Security Whitepaper
Executive Summary
HatiData provides enterprise-grade data warehouse capabilities with a security-first architecture. All data processing occurs within the customer's VPC, ensuring complete data sovereignty and zero data egress. This whitepaper details the seven security pillars that underpin every HatiData deployment.
1. Network Architecture
1.1 VPC Isolation
HatiData deploys the query engine entirely inside the customer's VPC. This architecture guarantees that data never traverses the public internet and never reaches HatiData-managed infrastructure.
- No public IP addresses on any resource (EC2 instances, NLB, VPC endpoints)
- All communication via AWS PrivateLink between data plane and control plane
- VPC Gateway Endpoint for S3 access (no internet gateway required)

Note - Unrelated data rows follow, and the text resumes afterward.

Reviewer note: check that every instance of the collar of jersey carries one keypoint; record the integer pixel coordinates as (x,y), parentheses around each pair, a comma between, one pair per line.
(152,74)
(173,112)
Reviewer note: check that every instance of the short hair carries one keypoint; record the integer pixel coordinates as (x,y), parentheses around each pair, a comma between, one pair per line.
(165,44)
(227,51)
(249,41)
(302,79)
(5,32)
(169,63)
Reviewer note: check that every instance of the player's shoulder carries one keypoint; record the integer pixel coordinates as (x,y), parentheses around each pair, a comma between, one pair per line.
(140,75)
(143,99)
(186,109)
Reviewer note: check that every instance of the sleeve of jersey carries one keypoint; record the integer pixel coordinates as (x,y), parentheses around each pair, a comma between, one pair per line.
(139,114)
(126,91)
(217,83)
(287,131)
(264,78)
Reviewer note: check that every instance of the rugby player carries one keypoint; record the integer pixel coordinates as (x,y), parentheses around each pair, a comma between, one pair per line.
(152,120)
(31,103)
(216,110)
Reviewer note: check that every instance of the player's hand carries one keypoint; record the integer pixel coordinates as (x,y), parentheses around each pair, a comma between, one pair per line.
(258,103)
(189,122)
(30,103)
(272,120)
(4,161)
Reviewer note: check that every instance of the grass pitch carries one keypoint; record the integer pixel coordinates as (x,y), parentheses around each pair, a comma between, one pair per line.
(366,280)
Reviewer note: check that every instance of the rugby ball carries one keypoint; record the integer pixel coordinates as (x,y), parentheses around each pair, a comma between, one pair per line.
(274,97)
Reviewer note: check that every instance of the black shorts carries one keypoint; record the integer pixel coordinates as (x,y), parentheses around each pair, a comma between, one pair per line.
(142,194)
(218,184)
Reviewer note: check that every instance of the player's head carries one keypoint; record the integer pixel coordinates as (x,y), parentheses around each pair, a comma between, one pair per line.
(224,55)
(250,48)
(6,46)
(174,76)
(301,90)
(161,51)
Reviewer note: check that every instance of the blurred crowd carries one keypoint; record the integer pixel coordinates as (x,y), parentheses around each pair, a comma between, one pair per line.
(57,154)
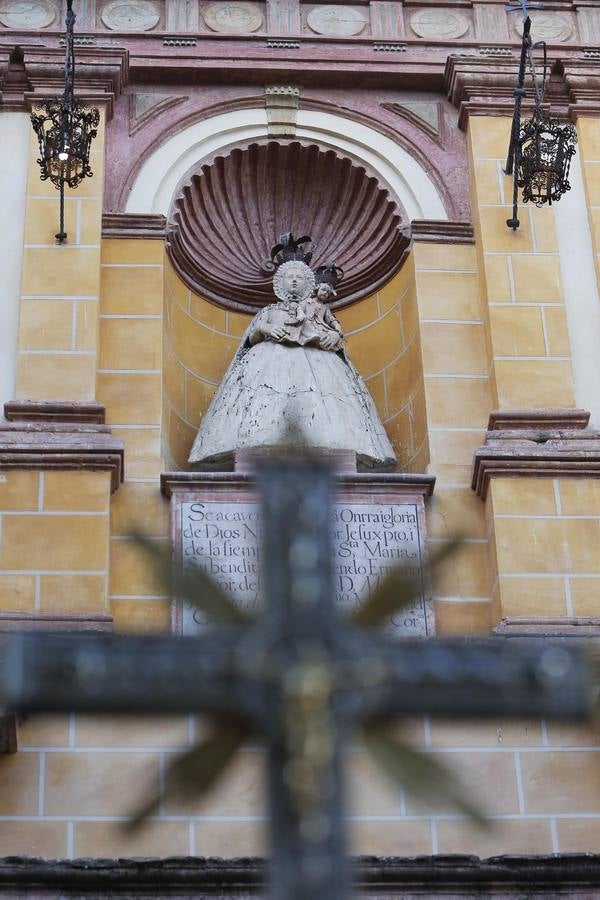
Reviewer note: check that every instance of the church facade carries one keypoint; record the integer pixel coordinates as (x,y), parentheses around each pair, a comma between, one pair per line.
(380,128)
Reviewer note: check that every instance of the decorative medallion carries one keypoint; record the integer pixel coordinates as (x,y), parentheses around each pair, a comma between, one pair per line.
(234,18)
(439,24)
(340,21)
(550,27)
(131,15)
(27,14)
(231,210)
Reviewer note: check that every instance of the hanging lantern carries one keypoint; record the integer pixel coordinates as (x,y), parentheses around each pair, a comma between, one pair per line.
(547,148)
(540,149)
(65,134)
(65,130)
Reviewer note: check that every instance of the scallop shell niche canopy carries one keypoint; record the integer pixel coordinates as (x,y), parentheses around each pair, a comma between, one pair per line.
(224,217)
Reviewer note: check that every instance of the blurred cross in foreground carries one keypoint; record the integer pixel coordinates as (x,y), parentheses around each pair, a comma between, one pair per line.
(301,678)
(524,6)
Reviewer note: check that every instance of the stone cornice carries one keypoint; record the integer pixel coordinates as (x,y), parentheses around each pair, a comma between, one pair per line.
(375,876)
(533,453)
(61,411)
(561,419)
(59,621)
(47,446)
(442,232)
(400,482)
(133,225)
(101,74)
(479,85)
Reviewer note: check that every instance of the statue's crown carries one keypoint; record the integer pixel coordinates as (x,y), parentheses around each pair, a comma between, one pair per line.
(328,274)
(290,248)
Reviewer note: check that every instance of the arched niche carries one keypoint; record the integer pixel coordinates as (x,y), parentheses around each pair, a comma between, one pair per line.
(381,324)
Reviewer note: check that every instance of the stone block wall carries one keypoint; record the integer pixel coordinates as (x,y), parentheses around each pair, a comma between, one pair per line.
(461,330)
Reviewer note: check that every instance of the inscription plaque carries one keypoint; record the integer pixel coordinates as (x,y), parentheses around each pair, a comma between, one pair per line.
(368,539)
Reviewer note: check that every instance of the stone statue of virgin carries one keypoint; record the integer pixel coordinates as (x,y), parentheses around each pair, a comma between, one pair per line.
(290,377)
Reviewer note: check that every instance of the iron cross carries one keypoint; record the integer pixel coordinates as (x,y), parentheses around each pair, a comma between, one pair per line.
(524,6)
(302,675)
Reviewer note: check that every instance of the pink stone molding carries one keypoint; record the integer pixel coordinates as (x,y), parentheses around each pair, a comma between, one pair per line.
(536,453)
(61,446)
(229,214)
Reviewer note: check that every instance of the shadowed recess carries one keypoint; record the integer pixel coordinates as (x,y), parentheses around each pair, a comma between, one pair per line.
(225,220)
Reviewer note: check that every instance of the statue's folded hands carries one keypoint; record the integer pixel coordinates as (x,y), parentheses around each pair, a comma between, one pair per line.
(291,376)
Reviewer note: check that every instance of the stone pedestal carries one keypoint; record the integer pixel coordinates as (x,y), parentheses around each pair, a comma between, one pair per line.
(378,522)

- Customer selects the AWS region; all compute, caching, and audit storage remain in that region
┌───────────────────── Customer VPC ──────────────────────┐
│ │
│ ┌──────────────┐ ┌──────────────────┐ │
│ │ Application │───────►│ HatiData Proxy │ │
│ │ (your code) │ :5439 │ (DuckDB Engine) │ │
│ └──────────────┘ └────────┬─────────┘ │
│ │ │
│ ┌───────┴───────┐ │
│ │ NVMe Cache │ │
│ │ (LUKS AES-256)│ │
│ └───────┬───────┘ │
│ │ │
│ ┌───────┴───────┐ │
│ │ S3 Bucket │ │
│ │ (SSE-KMS) │ │
│ └───────────────┘ │
│ │ │
│ ┌───────────────┴──────────────┐ │
│ │ AWS PrivateLink Endpoint │ │
│ └──────────────┬───────────────┘ │
└───────────────────────────────────┼──────────────────────┘
│
┌───────────────────────────────────┼──────────────────────┐
│ HatiData VPC │ │
│ ┌──────────────┴───────────────┐ │
│ │ Control Plane (:8080) │ │
│ │ Auth, Billing, Policy Engine │ │
│ └──────────────────────────────┘ │
└──────────────────────────────────────────────────────────┘
1.2 Network Controls
- Security groups with allowlist-only ingress rules
- Port 5439 (Postgres wire protocol) restricted to customer-approved CIDR ranges
- Port 9090 (Prometheus metrics) restricted to monitoring infrastructure
- No internet gateway required for HatiData operation
- AWS Shield Standard included; NLB provides built-in connection-level DDoS protection
- Configurable concurrency limits (default: 100 concurrent queries)
2. Encryption
2.1 At Rest
All data at rest is encrypted with customer-controlled keys:
| Layer | Algorithm | Key Management |
|---|---|---|
| S3 data | AES-256 (SSE-KMS) | Customer-Managed Key (CMEK) via AWS KMS |
| NVMe cache | AES-256-XTS (LUKS) | KMS-derived key, provisioned at instance boot |
| Audit logs | AES-256 (SSE-KMS) | Separate audit KMS key |
- CMEK is required -- there is no option to use AWS-managed keys
- Automatic annual key rotation enabled by default via AWS KMS
- Customers can trigger manual key rotation at any time
- NVMe LUKS partition is cryptographically erased on instance termination via ASG lifecycle hook
2.2 In Transit
- TLS 1.3 mandatory -- no fallback to TLS 1.2, no downgrade negotiation
- Supported cipher suites:
| Cipher Suite | Key Exchange | Authentication |
|---|---|---|
TLS_AES_256_GCM_SHA384 | ECDHE | RSA / ECDSA |
TLS_AES_128_GCM_SHA256 | ECDHE | RSA / ECDSA |
TLS_CHACHA20_POLY1305_SHA256 | ECDHE | RSA / ECDSA |
- Internal communication between proxy components uses mTLS where applicable
3. Access Control
3.1 RBAC
Six predefined roles with least-privilege permissions:
| Role | Query | Manage Policies | Manage Users | Billing | Audit Logs |
|---|---|---|---|---|---|
| Owner | Yes | Yes | Yes | Yes | Yes |
| Admin | Yes | Yes | Yes | No | Yes |
| Analyst | Yes | No | No | No | No |
| Auditor | No | No | No | No | Yes |
| Developer | Yes | No | No | No | No |
| ServiceAccount | Yes | No | No | No | No |
3.2 API Keys
- Format:
hd_live_[32 alphanumeric](production) /hd_test_[32 alphanumeric](staging) - Storage: Argon2id hash with per-key salt. Plaintext shown once at creation.
- Scoping: 22 granular
ApiScopevariants bound to specific environments - IP allowlisting: Keys restricted to approved CIDR ranges
- Rotation: Automatic with 72-hour grace period (old and new keys both valid)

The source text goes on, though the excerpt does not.